# Versteh "bubble sort" und "Datenverwaltung" nicht wirklich



## Gernaldinho (5. November 2003)

Hallo Leute!
Ich habe gerade zufällig zu euch gefunden und hab folgendes Problem:
Ich schreib morgen eine Arbeit über Sortieren und Datenverwaltung...Und kapier das alles nicht wirklich...

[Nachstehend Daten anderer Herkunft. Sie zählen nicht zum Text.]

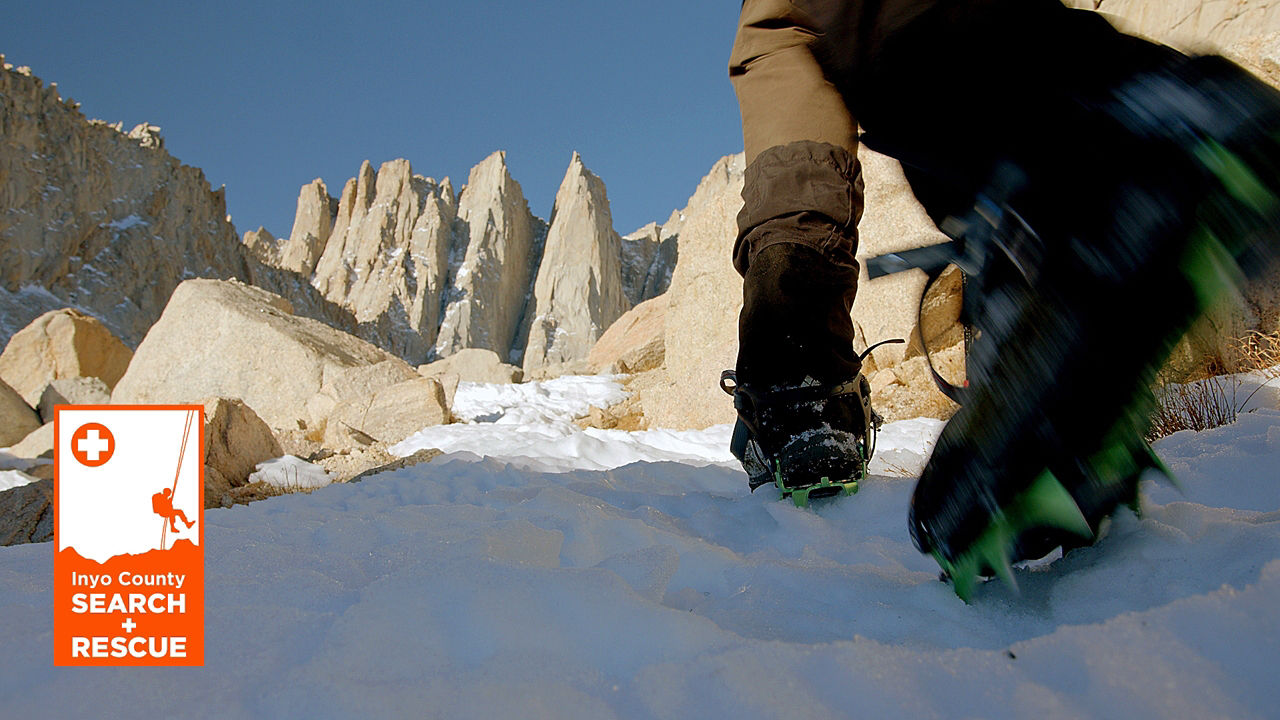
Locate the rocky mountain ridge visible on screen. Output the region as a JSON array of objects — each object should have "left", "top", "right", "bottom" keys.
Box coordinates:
[
  {"left": 253, "top": 150, "right": 676, "bottom": 369},
  {"left": 0, "top": 56, "right": 677, "bottom": 374}
]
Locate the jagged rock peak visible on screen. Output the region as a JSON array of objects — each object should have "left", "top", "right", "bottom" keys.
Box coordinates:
[
  {"left": 242, "top": 227, "right": 279, "bottom": 265},
  {"left": 278, "top": 178, "right": 336, "bottom": 275},
  {"left": 434, "top": 150, "right": 543, "bottom": 363},
  {"left": 307, "top": 158, "right": 458, "bottom": 363},
  {"left": 522, "top": 152, "right": 628, "bottom": 374}
]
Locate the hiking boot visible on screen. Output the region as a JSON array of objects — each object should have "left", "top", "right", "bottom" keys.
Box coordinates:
[
  {"left": 722, "top": 242, "right": 885, "bottom": 505},
  {"left": 895, "top": 54, "right": 1280, "bottom": 598}
]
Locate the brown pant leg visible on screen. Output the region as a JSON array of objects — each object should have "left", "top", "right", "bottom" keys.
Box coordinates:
[
  {"left": 729, "top": 1, "right": 870, "bottom": 388},
  {"left": 729, "top": 0, "right": 859, "bottom": 165},
  {"left": 729, "top": 0, "right": 867, "bottom": 278}
]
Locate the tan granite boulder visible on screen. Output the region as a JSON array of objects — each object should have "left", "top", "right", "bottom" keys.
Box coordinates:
[
  {"left": 419, "top": 348, "right": 523, "bottom": 384},
  {"left": 111, "top": 279, "right": 415, "bottom": 431},
  {"left": 200, "top": 397, "right": 283, "bottom": 508},
  {"left": 9, "top": 422, "right": 53, "bottom": 460},
  {"left": 588, "top": 294, "right": 667, "bottom": 374},
  {"left": 0, "top": 308, "right": 133, "bottom": 406},
  {"left": 325, "top": 376, "right": 451, "bottom": 448}
]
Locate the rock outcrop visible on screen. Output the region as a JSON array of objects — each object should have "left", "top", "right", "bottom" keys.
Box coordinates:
[
  {"left": 279, "top": 178, "right": 338, "bottom": 275},
  {"left": 620, "top": 221, "right": 678, "bottom": 306},
  {"left": 0, "top": 379, "right": 40, "bottom": 447},
  {"left": 0, "top": 308, "right": 133, "bottom": 407},
  {"left": 588, "top": 294, "right": 667, "bottom": 375},
  {"left": 435, "top": 151, "right": 545, "bottom": 364},
  {"left": 419, "top": 348, "right": 522, "bottom": 384},
  {"left": 110, "top": 279, "right": 425, "bottom": 438},
  {"left": 0, "top": 477, "right": 53, "bottom": 546},
  {"left": 311, "top": 160, "right": 459, "bottom": 363},
  {"left": 0, "top": 61, "right": 252, "bottom": 347},
  {"left": 638, "top": 154, "right": 746, "bottom": 430},
  {"left": 522, "top": 153, "right": 630, "bottom": 374},
  {"left": 201, "top": 397, "right": 283, "bottom": 508},
  {"left": 241, "top": 227, "right": 279, "bottom": 266},
  {"left": 250, "top": 150, "right": 688, "bottom": 375}
]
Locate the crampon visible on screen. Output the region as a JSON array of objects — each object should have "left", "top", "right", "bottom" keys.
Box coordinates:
[
  {"left": 867, "top": 55, "right": 1280, "bottom": 600},
  {"left": 721, "top": 369, "right": 887, "bottom": 508}
]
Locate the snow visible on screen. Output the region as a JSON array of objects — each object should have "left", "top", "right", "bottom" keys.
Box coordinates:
[
  {"left": 1, "top": 377, "right": 1279, "bottom": 717},
  {"left": 0, "top": 469, "right": 38, "bottom": 492},
  {"left": 248, "top": 455, "right": 334, "bottom": 490},
  {"left": 394, "top": 375, "right": 686, "bottom": 472},
  {"left": 103, "top": 214, "right": 147, "bottom": 231}
]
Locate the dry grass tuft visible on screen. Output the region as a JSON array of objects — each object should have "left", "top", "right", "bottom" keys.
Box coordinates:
[{"left": 1148, "top": 330, "right": 1280, "bottom": 440}]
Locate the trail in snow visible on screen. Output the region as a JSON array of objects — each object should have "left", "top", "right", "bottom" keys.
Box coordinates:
[{"left": 0, "top": 377, "right": 1276, "bottom": 718}]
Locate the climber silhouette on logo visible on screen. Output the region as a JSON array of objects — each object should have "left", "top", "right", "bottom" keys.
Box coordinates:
[{"left": 151, "top": 488, "right": 195, "bottom": 533}]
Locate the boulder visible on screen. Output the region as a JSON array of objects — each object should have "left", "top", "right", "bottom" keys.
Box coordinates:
[
  {"left": 0, "top": 378, "right": 40, "bottom": 447},
  {"left": 110, "top": 278, "right": 416, "bottom": 431},
  {"left": 868, "top": 347, "right": 964, "bottom": 424},
  {"left": 307, "top": 359, "right": 421, "bottom": 432},
  {"left": 588, "top": 294, "right": 667, "bottom": 374},
  {"left": 37, "top": 376, "right": 111, "bottom": 422},
  {"left": 1062, "top": 0, "right": 1280, "bottom": 51},
  {"left": 434, "top": 373, "right": 460, "bottom": 417},
  {"left": 200, "top": 397, "right": 283, "bottom": 508},
  {"left": 325, "top": 376, "right": 451, "bottom": 448},
  {"left": 0, "top": 478, "right": 53, "bottom": 546},
  {"left": 9, "top": 422, "right": 53, "bottom": 460},
  {"left": 522, "top": 359, "right": 595, "bottom": 383},
  {"left": 522, "top": 153, "right": 630, "bottom": 374},
  {"left": 419, "top": 348, "right": 523, "bottom": 384},
  {"left": 0, "top": 308, "right": 133, "bottom": 406}
]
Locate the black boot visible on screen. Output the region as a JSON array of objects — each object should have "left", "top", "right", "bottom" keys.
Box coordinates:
[
  {"left": 893, "top": 54, "right": 1280, "bottom": 599},
  {"left": 722, "top": 242, "right": 882, "bottom": 505}
]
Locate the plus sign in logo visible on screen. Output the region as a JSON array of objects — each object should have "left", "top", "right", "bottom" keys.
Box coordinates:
[{"left": 70, "top": 423, "right": 115, "bottom": 467}]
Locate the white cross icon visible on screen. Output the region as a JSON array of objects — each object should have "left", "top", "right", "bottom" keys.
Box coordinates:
[
  {"left": 121, "top": 618, "right": 136, "bottom": 633},
  {"left": 76, "top": 429, "right": 110, "bottom": 462}
]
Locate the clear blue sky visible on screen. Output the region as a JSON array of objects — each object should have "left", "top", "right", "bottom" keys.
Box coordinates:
[{"left": 2, "top": 1, "right": 741, "bottom": 238}]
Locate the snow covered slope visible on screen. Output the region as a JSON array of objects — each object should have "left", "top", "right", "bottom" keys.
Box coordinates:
[{"left": 0, "top": 398, "right": 1277, "bottom": 717}]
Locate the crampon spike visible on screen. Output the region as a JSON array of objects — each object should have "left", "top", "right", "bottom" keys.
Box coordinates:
[
  {"left": 941, "top": 472, "right": 1091, "bottom": 601},
  {"left": 1139, "top": 442, "right": 1181, "bottom": 492}
]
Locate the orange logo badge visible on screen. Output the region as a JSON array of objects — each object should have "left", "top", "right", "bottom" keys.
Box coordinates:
[{"left": 54, "top": 406, "right": 205, "bottom": 666}]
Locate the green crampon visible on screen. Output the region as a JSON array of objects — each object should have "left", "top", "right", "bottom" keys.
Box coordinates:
[
  {"left": 935, "top": 471, "right": 1093, "bottom": 601},
  {"left": 937, "top": 138, "right": 1277, "bottom": 601},
  {"left": 773, "top": 459, "right": 863, "bottom": 508},
  {"left": 937, "top": 424, "right": 1177, "bottom": 601}
]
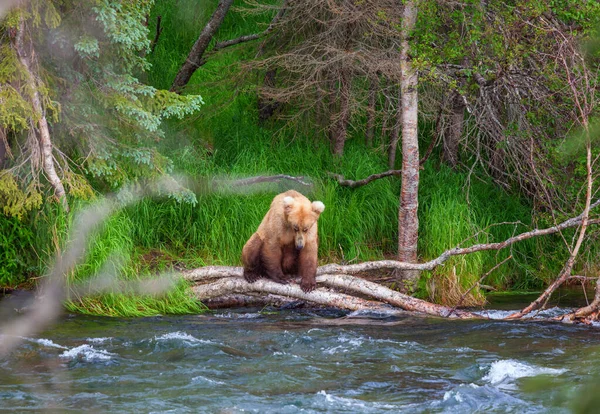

Könntet ihr mir vielleicht ein paar Sachen erklären?
Beim Sortieren:
Bräuchte ich eine Codebeschreibung zu dem Normalen Sortieren:

Private Sub bubble (a() AS integer, n AS integer)

for i = 0 to n - 1
for j = i + 1 to 4

if a(i) > a(j) then Tausch (a(i), a(j)

Next j
Next i
End Sub

Private Sub Tausch ( a As integer, b As integer)
Dim Help As integer

help = a
a = b
b = help

End Sub

*Quick Sort* 

Private Sub Quick ( a() As integer, l As integer, r As integer)
Dim i As integer
...m....
....j.....

m = (l + r) / 2
Tausch a(m), a(r)
i = l - 1
j = r

Do
 Do
     i = i +1
     loop until (a(i) >= a(r) )
 Do
     j = j - 1
     loop until ( a(j) <= a(r) )
 if (i<j) then Tausch a(i), a(j)
loop until (i > j )

Tausch a(r), a(i)

quick a(), l, i -1
quick a(), i + 1, r

end if
end sub

*Ich hoffe mal das stimmt jetzt alles* 

Und dazu bräuchte ich auch noch die Vor-/Nachteile der "Funktionen".


*2. Datenverwaltung* 

Hier bräuchte ich einen Code mit öffnen, speichern,... einer Datei am Besten mit Erklärung

Danke schonmal im Voraus für eure Hilfe, aber ich check das teilweise echt nicht ;( 

Wünsch euch Allen einen Guten Tag!
MFG
Gerrit


----------